The Quadra, to this day Vancouver’s only entirely lesbian-owned and -run club, is now a chichi townhouse development on Homer St.
The Playpen South, the Castle, Faces, Buddies, the Hampton Court Club, the Garden Baths, Queenie’s Truck Stop–all gone.
In fact, a full 15 of the 27 spaces Hann and I visited on our walking tour (see pg 18) are gone, replaced by new townhouses, condos, commercial towers or empty lots.
We need to commemorate our surviving sites before it’s too late.
Commemorative plaques would help preserve our memories and give us a sense of history as a community, says Hann. Not just for us, but for our future generations as well.
Visible, identifiable sites are rare for us, he notes. So we need to cherish the ones we have–and point them out for all to see.
We can’t just let them vanish without a trace.
“Public sites that identify where we came together would help us strengthen our sense of the past and of our community belongingness and connectedness,” he continues. “That history needs to be recalled and embedded in our memory in every possible way.”
Other communities have already learned this, he points out. Chinese communities, Irish communities, black communities–they all capture their history and bring their kids to visit it. It’s time we did the same.
Pat Hogan agrees.
Hogan and I are driving past the Teamsters Union building on East Broadway, where the lesbian Pensioners’ Balls once took place. We’ve just left the Russian hall in Kits, briefly home to the Association for Social Knowledge in the late 1960s and regular women’s dances a few years later, and are now heading for the Drive, eager to record more lesbian history.
“The queer community is a culture unto itself,” she says. And that culture and its history need to be recorded and honoured. “Because it’s history, or herstory, and it’s so easy to forget.”
Plaques would “tell others and tell ourselves of a time in our lives–all the stories, all the struggles and the joys of claiming your sexual orientation and identity, particularly in an era when it was not always safe to do,” she continues.

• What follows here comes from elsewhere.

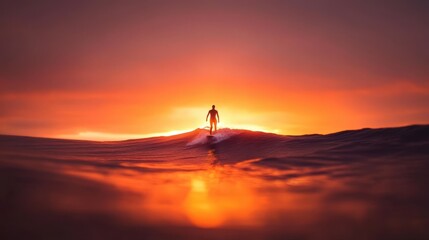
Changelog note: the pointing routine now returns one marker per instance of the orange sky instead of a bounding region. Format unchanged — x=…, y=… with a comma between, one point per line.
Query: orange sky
x=121, y=70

Historical plaques wouldn’t be unprecedented in the downtown core, I note as I walk from what was once the Gandydancer to the old Playpen South site. The City of Vancouver put up a plaque in 1986 on the wall of the Electric Power Equipment building at 1285 Homer St to commemorate the location where the city’s Great Fire of 1886 first spread out of control, fanned by sudden winds from the southwest.
Apparently, some city councillors understand that history of all kinds is worth commemorating.
Now it’s time they helped us commemorate ours.
It’s time we marked our early gay and lesbian gathering sites, the places in which our community was forged. A simple plaque on each site, noting its original name and its importance to our community’s emergence and development, would do.
Because now more than ever it’s important for us to know where we come from, especially as we move ever forward to take our rightful places in the world.